Now, it will come as no surprise that I would suggest that all data we receive is sensory data – typically, our two main sources of interaction are through sight and sound. Sight, sound and "gut feelings" are just that – feelings.-- sensory input that stimulates various neurons. In and of itself, sensory data has no "meaning." What an input "means" is the meaning we attach to it.

We get into all sorts of jams because we make the silly assumption that everything means the same thing to all people. For example, let's reflect on colour. When our parents tell us, as kids, that "grass is green," we have no trouble with that concept. We are labellers from the get go. We want to put names to things. Where this gets interesting is that there is no way to share, person to person, what colour the person is actually seeing. We’ve come to an agreement that we’ll say that grass is green, but its nonsense to assume that the green I see is the same green you see.

el greco

You can play this game with El Greco paintings. What did he see? Did he have a different set of lens’ in his eyes, so that his elongated figures, to him, seemed normal? Or was he exaggerating through artistic license?

The upshot of all of this is that we need to check out what we perceive. This is especially true of bodily sensations, feelings, hunches.

I was wrapping up a long counselling / Bodywork session the other day. My client had come a long way and had released, through talking and then through Bodywork, a large chunk of stuffed material. I was sitting next to my Bodywork table, waiting for her to open her eyes and re-orient herself to the room. Suddenly, I had an urge to continue. I had no logical reason, no "head" reason, but something suggested that I hold a couple of acupuncture points. So I did.

She took two deep breaths and began to sob. Deep, wracking sobs. Went on for about 5 minutes. Then she stopped of her own accord, and I sat back again. Her eyes popped open and she said, "What the hell was that???" I said, "Beats me. What was it for you?" (How could I know? Despite being the "therapist," whatever "therapist" means, I’m not "in there," experiencing what she was experiencing what she was experiencing. She had to tell me, not the other way around.)

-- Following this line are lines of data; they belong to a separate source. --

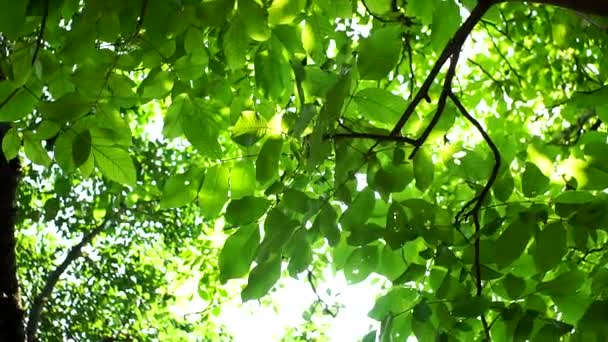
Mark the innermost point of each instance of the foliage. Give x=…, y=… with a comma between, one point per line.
x=457, y=149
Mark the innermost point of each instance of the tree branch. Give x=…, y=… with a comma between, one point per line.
x=478, y=200
x=447, y=85
x=455, y=44
x=593, y=7
x=377, y=137
x=45, y=4
x=53, y=277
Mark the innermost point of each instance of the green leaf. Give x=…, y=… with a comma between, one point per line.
x=413, y=273
x=194, y=40
x=278, y=228
x=423, y=169
x=181, y=189
x=115, y=163
x=380, y=105
x=380, y=52
x=242, y=179
x=255, y=19
x=19, y=103
x=398, y=231
x=503, y=187
x=446, y=20
x=234, y=43
x=262, y=278
x=360, y=210
x=296, y=201
x=81, y=149
x=326, y=220
x=514, y=286
x=422, y=9
x=46, y=130
x=533, y=181
x=238, y=252
x=156, y=85
x=273, y=73
x=283, y=12
x=267, y=163
x=470, y=307
x=551, y=246
x=593, y=321
x=201, y=129
x=191, y=67
x=300, y=253
x=214, y=192
x=393, y=302
x=574, y=197
x=12, y=17
x=361, y=263
x=246, y=210
x=335, y=8
x=249, y=128
x=512, y=242
x=34, y=151
x=392, y=178
x=11, y=143
x=563, y=285
x=422, y=311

What she came up with was, "Old, old, black sludge. God, I’ve never wanted to go there. But I did." I pointed out that not only had she gone there, she’d come back alive. I asked her what she was feeling. She replied, "Everything."

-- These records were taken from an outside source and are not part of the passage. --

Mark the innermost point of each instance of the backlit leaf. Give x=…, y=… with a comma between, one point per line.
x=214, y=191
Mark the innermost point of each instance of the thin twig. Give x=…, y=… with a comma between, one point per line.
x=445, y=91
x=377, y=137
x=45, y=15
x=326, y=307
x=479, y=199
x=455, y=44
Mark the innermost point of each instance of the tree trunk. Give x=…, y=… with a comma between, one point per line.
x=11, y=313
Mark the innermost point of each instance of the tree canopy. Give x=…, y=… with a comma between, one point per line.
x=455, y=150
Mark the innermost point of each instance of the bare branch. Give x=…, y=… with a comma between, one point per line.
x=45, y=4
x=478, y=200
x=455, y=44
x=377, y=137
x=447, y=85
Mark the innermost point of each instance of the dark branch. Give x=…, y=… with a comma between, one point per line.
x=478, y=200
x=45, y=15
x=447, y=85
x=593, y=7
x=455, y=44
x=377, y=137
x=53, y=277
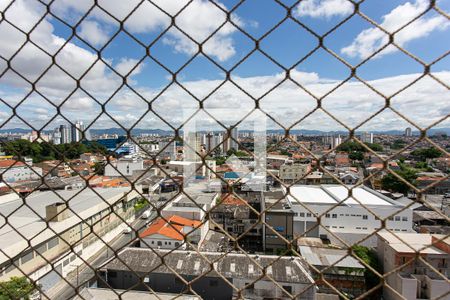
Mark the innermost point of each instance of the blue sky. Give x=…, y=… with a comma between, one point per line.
x=288, y=44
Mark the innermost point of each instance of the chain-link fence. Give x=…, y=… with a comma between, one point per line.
x=333, y=214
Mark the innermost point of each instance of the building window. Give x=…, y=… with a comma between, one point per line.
x=213, y=282
x=287, y=288
x=53, y=243
x=27, y=256
x=112, y=274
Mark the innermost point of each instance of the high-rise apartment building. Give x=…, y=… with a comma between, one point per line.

I’ve learned to trust my instincts. If I am moved to ask a question that comes from "nowhere," out of context, so to speak, or, in Bodywork, to focus on a specific area, I simply say the words or go to the area. I have found that virtually always, the question, probe or touch is exactly what is necessary to allow the person I am in contact with to explore something at the "next level."

The key here, though, is subtle. I ask the question, make the comment, or begin the Bodywork without any sense that I "know" anything about what’s going to happen next. I allow for the possibility that whatever happens will have no context for me on my planet. I am, in other words, interested in what the probe will lead to, for the other person.

All too often, we get a "feeling" about someone or some thing, and we blow it off, write it off, blame it on anchovy pizza. Or, we make the feeling "true" without confirming what’s going on for the other person.

We think too little of our body’s ability to teach us; we think too much about how our body looks in comparison to some airbrushed standard.

This first point is about learning from your body’s natural ability to pick up data. If you approach what comes with curiosity, if you ask for clarification, if you, in short, learn to trust your instincts but not your interpretations, you will find that your consciousness expands, and you become more than a brain perched upon a body. You become whole. Curious. Alert. Present. And in that, there is peace.